Royals need BJs too

For some reason, I spent about twenty minutes of my trip to New York last week watching coverage of the much ballyhooed Royal Wedding.

And I would be lying if I said it didn’t inspire occasional flutter from the tail of the cold dead fish inside my chest cavity. When Kate smiled with a disarming sort of nervousness, for example, like she was just any girl getting married to just any boy, and she was in love. Or the way she comforted the little girl who was afraid of the jets. I came over rather grandmotherly at that point, thinking it was about time she and old William started popping out some curly-haired, scowling tots of their own. Or the way he looked at her and told her she was beautiful, which was truthful of him, and also quite sweet.

I liked those bits.

But mostly, it was awful.

Not the wedding itself; it was a wedding. Weddings are all right. It was the commentary. The endless, relentless analysis of every last point of minutiae. The deliberation over the significance of two kisses on the balcony instead of one (GASP). Speculation as to the subtext of the colour of the Queen’s skirt suit. That ever-present murmured comparison, floating in the air like her ghost itself… di…an…aaahhhh. It was like sitting in on a first-year critical theory lit class who’d run out of reading material.

Yawn.

I’m satisfied with what was immediately apparent; she looked lovely, the dress was nice, they seem to genuinely like each other (how novel!) and he’s balding a bit but wearing it well. Done.

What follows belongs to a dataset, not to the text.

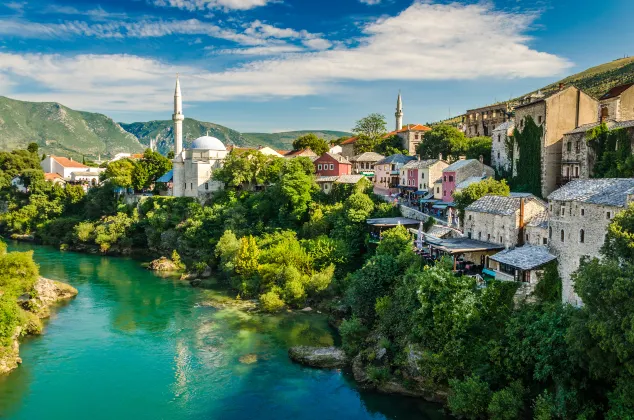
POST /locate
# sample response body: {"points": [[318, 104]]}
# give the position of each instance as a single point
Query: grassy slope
{"points": [[61, 130]]}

If we’re going to speculate endlessly, why don’t we fast forward a bit, hmmm? Sayyy… to about 10pm onwards? What was the foreplay like? Did she stash a sparkly purple rabbit habit in her garters? Were they too exhausted to do anything after a day of waving incessantly at screaming strangers and they just went straight to sleep because, let’s face it, they’ve been living together for nine years already anyway? And, most importantly, does this last bit count as treason and should I be worried? Whatever, though. They totally lick each other’s bits, and that is something that brings me endless amusement to picture.

Also, I just pictured him doing her doggy-style while still wearing the top part of his bright red Prince Charming wedding suit. It was very good. It was very good indeed.